E depois das quotas?

Mário AbrantesArtigo de opinião de Mário Abrantes

O regime das quotas leiteiras, não só proporcionou a existência de um equilíbrio duradouro entre a oferta e a procura de leite e derivados a nível europeu, como permitiu ao sector leiteiro dos Açores desenvolver-se de forma sustentada e, no essencial, respeitadora do ambiente (produção em pastoreio, com encabeçamento limitado por unidade de superfície), aumentando a sua capacidade e qualidade produtivas e atingindo os 30 % da produção nacional ao mesmo tempo que reduzia a sua área afeta, potenciando desta forma melhores condições para a diversificação agrícola e a criação de zonas arborizadas.

Os cerca de 520 milhões de litros de leite anualmente produzidos nos Açores, se lhe juntarmos a indústria de laticínios a jusante, geram uma riqueza direta e indireta à Região da ordem dos 450 milhões de euros (cerca de 18% do Valor Acrescentado Bruto - VAB). Só por si o leite e derivados representam quase metade do rendimento de todo o sector público regional ou de todo o Comércio e Turismo.

Os mesmos 520 milhões de litros, distribuídos por cerca de 2.800 produtores, dos quais a esmagadora maioria (ainda) se constitui em explorações familiares, agregam diretamente à sua volta mais de 17% da população dos Açores e cerca de 10,5% do emprego direto. Tais valores sobem mais de 50% se lhes adicionarmos a população e o número de trabalhadores dependentes ou afetos às empresas correlacionadas e à indústria de laticínios.

O fim do regime das quotas pode representar uma violenta machadada neste importante sector produtivo pela abertura potencial ilimitada à concorrência de produtos afins e de muito pior qualidade colocados no mercado (sobretudo continental) a preços mais baixos, induzindo o sobredimensionamento e a intensificação das explorações leiteiras na Região e provocando em simultâneo a falência de muitos produtores e famílias açorianas. Mas o fim do regime de quotas, contra o qual houve vozes que se levantaram durante mais de uma década, não era inevitável e tem autores...

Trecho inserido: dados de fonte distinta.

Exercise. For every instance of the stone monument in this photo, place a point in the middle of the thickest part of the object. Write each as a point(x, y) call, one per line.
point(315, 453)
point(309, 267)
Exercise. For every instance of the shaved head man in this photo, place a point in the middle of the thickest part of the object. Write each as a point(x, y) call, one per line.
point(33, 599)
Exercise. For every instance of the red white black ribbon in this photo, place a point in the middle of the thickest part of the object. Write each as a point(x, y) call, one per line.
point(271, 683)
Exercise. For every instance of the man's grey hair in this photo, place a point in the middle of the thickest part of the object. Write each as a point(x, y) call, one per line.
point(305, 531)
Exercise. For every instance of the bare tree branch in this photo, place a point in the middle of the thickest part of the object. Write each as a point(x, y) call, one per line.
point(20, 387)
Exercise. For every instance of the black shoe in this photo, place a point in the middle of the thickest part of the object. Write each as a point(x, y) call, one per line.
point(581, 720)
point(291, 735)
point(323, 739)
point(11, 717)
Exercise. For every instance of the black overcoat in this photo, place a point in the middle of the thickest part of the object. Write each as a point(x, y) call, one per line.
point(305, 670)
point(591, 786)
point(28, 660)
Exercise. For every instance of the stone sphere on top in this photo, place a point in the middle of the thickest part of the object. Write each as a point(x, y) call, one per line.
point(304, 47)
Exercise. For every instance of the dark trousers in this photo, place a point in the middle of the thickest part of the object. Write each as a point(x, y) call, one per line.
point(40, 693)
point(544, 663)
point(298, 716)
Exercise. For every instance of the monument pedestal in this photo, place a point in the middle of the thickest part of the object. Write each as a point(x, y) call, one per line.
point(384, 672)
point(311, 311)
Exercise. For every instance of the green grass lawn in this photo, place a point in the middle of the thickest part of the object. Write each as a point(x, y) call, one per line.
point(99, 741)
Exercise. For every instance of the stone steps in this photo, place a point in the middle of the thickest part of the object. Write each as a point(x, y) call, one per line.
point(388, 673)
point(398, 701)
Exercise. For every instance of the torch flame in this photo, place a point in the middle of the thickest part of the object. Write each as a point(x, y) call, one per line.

Em 1999, no tempo do governo socialista de Guterres e do Ministro da Agricultura Capoulas Santos, os governos europeus, nas costas dos produtores, acordaram o fim das quotas leiteiras para 2008. Posteriormente, em 2003, no tempo do governo PSD/CDS de Durão Barroso e do Ministro da Agricultura Sevinate Pinto (recém-falecido), os governos europeus ratificaram o fim das quotas, adiando-o entretanto para o ano de 2015. Finalmente o governo de Sócrates em 2008, com o acordo tácito dos futuros parceiros da troika – PSD e CDS, e ignorando os apelos dos Açores para que essa decisão fosse anulada, estipulou com os outros governos da UE em definitivo a data de 31 de Março, tal como de facto aconteceu, para o fim do regime.

E, suprema lata, depois de tudo consumado nos corredores de Bruxelas no sentido do seu fim, vimos e ouvimos em campanhas eleitorais posteriores a 2008, tanto o PS, como o PSD e o CDS a afirmarem a sua disposição de lutar pela manutenção do regime das quotas leiteiras. Quando, entretanto, tal objetivo foi proposto no Parlamento Europeu, em Dezembro de 2013, os recém-convertidos à defesa do regime afinal voltaram a desdizer-se (ou mostraram a sua verdadeira cara) e votaram contra…

Resta lutar por garantir o preço justo à produção, proteger o mercado nacional através de normas de regulação europeia adequadas e impor quotas obrigatórias de produto nacional à venda nas grandes superfícies, tudo medidas necessárias para a defesa do sector mas que só num quadro político alternativo ao atual será possível implementar.